There weren’t any. But nothing moaned behind me either, and so I did my best to set my paranoia aside as I turned and began searching for a working phone.

It was slow going in the dark. I didn’t dare turn a light on, not with the chance that the backyard was full of sleepwalkers, and so I worked my way around by feel. When I discovered the butcher’s block I pulled out a cleaver, holding it in one hand while I continued to feel my way along with the other. I’d be more likely to cut myself than anyone else, but it made me feel a little bit better to at least have the potential to defend myself.

Ten minutes later, I had found a bunch of half-rotten bananas
and a loaf of moldy bread, but no phone. I made my way slowly out of the kitchen, walking past the bright haven of the bathroom to the front of the house, where that big picture window now seemed terrifyingly exposed to a night that contained who-knows-what. My search turned up no phone here either. I winced. Apparently, my choices were staying in the house, cut off but potentially safe, or going out into the world with no idea where I was or how far I would have to travel to get back to the bowling alley. I’d be able to see any sleepwalkers better if I waited for daylight, but sleepwalkers had to sleep too. Were they more or less active during the day?

I didn’t know. Nobody knew. That was the problem: I was standing in a safe place, trying to make plans that would mean leaving that safety for a whole new kind of danger. Maybe I really was a wimp, but that idea didn’t seem very appealing.

There was still one door I hadn’t tried. I stepped through the other exit from the front room, and stopped. It was an entryway, as I had suspected. It was also the access to the stairs. That was more of a surprise, and for a moment I just stood there, contemplating the seemingly impossible task of convincing my tired, strained legs to carry me to the second floor.

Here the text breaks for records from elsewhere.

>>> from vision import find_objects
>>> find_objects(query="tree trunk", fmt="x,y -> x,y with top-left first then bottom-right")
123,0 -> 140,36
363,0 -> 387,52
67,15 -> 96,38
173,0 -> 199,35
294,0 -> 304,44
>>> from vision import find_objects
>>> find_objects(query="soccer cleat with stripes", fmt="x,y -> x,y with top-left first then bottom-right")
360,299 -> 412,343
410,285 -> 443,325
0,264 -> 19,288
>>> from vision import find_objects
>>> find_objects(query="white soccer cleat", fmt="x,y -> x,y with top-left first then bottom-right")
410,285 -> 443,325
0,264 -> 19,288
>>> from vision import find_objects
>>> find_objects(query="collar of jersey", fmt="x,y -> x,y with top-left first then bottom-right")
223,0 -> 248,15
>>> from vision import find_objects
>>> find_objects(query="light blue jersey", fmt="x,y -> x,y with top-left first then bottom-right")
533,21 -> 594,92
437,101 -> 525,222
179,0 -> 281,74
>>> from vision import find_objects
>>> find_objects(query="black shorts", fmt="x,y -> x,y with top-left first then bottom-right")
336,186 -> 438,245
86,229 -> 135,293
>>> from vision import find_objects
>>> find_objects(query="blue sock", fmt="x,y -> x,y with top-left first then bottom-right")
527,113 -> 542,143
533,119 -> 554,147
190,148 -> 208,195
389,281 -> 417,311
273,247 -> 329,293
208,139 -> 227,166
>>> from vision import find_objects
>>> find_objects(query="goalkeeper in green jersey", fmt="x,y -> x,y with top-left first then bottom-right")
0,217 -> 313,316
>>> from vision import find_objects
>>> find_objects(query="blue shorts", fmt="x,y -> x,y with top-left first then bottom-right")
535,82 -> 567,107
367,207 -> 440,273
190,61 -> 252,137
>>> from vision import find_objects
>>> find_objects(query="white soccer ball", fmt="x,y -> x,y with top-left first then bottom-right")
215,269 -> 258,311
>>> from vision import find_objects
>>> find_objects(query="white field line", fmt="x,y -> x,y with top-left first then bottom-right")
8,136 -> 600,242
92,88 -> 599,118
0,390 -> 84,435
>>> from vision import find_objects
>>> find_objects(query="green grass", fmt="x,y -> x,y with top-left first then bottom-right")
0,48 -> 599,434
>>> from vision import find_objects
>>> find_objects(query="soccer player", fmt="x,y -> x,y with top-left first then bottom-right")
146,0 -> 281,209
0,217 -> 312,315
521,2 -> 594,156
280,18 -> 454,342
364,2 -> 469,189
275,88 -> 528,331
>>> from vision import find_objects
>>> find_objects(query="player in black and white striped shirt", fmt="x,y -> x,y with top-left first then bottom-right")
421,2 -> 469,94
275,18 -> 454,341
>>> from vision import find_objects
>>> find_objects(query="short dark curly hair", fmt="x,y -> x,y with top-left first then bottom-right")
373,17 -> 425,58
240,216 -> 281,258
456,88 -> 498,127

If the people who lived here had been killed by sleepwalkers, they wouldn’t have had time to take anything with them. Even if there wasn’t a landline, there could be cellphones in the dark upstairs, little electronic miracles just waiting for me to find them and use them to summon a rescue.

I took a breath, gripped the banister, and began pulling myself, one agonizing step at a time, toward the second floor.

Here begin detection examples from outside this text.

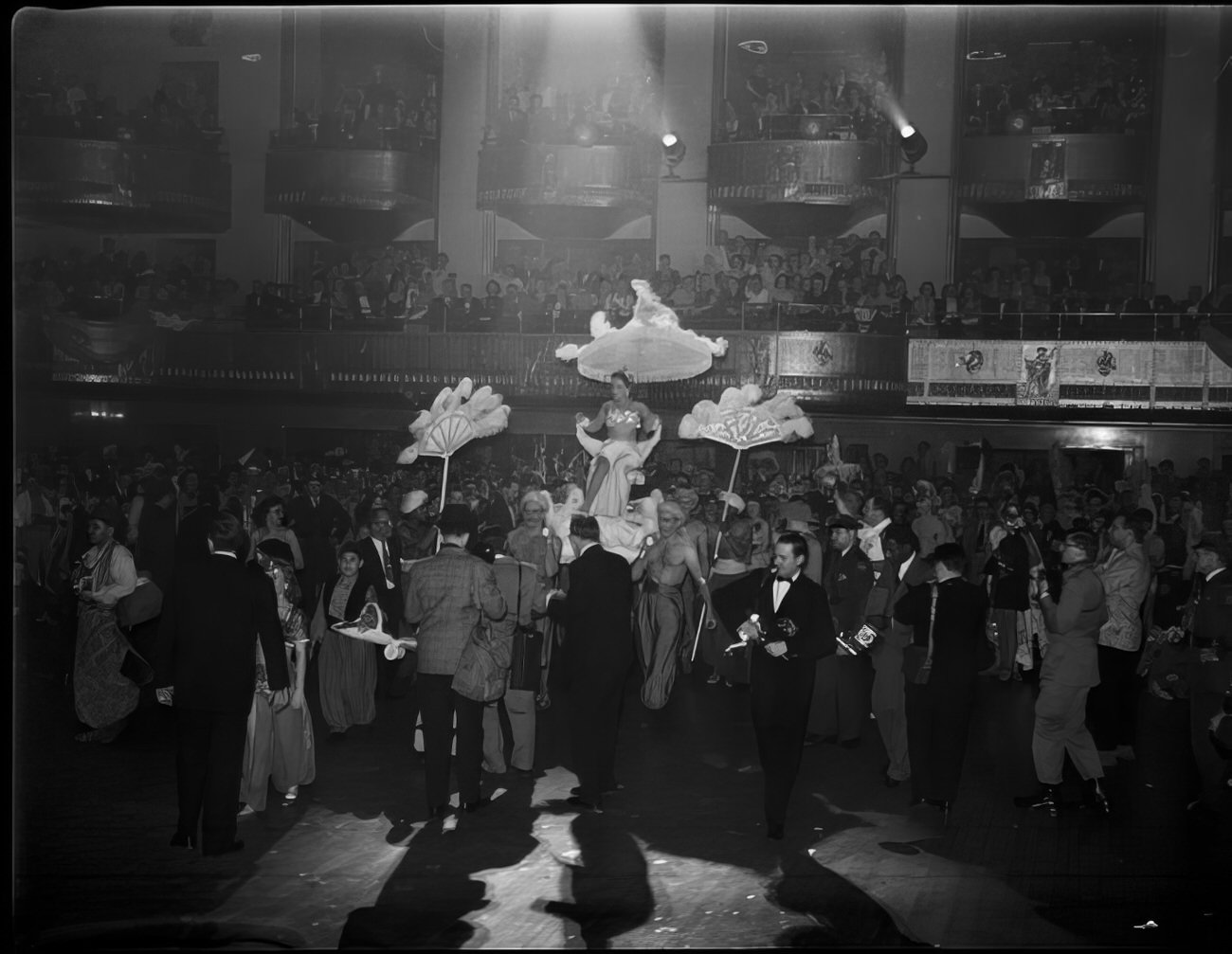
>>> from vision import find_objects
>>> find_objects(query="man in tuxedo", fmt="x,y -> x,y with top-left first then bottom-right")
736,531 -> 835,839
404,503 -> 508,819
356,507 -> 406,696
154,513 -> 291,855
552,517 -> 633,811
287,474 -> 352,607
480,477 -> 518,534
867,525 -> 933,788
808,513 -> 874,748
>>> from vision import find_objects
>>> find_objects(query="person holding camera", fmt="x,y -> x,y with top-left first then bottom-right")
894,543 -> 988,816
1186,533 -> 1232,813
736,531 -> 837,839
483,530 -> 547,777
1015,531 -> 1108,815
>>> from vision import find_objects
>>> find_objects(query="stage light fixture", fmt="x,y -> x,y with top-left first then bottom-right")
661,133 -> 687,178
898,123 -> 928,175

It took what felt like an hour for me to climb the twenty or so steps between the entryway and the upstairs hall. When I finally ran out of steps I collapsed forward, landing on my hands and knees on the plush carpet, and fought the urge to curl into a ball and cry until the pain stopped. Every muscle
I had from the waist down felt like it was on fire. The drums were pounding so hard that I was beginning to worry that Sherman had undone the surgery that was intended to keep me alive. Worst of all, there was no light up here: either the curtains were drawn, or there were no windows in the hall, leaving me in absolute blackness. It was like being thrown back into the vent, only this time I had no destination in mind.

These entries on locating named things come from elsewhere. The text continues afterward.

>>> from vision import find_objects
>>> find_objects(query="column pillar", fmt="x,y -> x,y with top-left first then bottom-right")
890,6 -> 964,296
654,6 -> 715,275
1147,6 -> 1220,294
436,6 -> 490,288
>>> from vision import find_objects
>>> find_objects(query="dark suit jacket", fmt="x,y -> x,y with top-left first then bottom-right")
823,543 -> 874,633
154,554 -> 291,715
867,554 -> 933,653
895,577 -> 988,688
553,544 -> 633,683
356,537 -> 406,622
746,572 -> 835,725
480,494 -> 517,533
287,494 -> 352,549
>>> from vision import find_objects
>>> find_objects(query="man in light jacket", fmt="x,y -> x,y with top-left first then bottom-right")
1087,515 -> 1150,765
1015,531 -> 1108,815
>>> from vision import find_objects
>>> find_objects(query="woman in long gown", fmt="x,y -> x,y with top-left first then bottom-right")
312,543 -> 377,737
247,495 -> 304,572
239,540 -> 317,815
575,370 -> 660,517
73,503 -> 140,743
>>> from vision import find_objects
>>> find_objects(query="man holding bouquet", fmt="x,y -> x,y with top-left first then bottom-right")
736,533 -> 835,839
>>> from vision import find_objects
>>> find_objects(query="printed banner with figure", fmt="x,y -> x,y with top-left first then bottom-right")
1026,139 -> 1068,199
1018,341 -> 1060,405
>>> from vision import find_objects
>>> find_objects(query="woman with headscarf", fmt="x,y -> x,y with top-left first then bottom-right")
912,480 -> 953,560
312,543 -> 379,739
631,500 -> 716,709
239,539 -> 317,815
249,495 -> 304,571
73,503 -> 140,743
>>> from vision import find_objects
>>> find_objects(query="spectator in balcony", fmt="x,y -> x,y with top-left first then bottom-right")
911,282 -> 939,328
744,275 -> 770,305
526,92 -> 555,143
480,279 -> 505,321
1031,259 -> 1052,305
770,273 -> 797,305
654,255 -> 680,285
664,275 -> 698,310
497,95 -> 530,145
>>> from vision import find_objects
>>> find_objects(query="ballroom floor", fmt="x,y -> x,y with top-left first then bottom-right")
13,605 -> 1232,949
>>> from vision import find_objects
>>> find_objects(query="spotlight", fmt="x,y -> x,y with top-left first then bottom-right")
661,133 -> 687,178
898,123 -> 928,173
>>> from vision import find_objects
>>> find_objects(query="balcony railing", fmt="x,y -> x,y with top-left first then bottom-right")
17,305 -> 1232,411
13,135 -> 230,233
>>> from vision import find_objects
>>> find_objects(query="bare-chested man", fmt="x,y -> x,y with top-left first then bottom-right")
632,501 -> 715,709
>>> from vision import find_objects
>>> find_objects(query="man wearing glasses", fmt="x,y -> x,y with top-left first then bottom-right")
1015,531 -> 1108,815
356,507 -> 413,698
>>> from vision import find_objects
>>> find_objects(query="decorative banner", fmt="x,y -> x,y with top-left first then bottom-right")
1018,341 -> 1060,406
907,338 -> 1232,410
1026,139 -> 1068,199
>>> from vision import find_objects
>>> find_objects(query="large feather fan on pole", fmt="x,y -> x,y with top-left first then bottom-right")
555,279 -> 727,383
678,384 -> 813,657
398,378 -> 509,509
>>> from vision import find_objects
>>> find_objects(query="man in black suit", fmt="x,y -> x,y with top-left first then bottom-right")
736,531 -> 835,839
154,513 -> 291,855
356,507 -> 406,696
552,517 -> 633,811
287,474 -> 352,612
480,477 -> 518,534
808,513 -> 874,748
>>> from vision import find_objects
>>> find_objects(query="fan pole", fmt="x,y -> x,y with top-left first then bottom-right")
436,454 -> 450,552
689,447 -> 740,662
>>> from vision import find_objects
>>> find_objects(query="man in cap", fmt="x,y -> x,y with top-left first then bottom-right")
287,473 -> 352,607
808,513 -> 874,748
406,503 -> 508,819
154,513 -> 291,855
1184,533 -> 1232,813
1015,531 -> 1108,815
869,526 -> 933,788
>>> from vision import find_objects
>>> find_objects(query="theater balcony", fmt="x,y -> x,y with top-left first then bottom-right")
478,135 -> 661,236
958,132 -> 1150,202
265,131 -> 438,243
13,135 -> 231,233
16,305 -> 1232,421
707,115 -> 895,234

When the tremors in my thighs stopped I pulled myself to my feet, picking up the cleaver from the floor, and began shuffling forward into the dark. I moved like a sleepwalker as I tried to avoid running into anything. My hand found a wall. I followed it to an open door. A search of the room on the other side—which was slightly less dark than the hall, thanks to a small window looking out on the empty backyard—yielded nothing. The next room was much the same, as was the one after it, until I’d searched the entire back of the house without finding what I needed.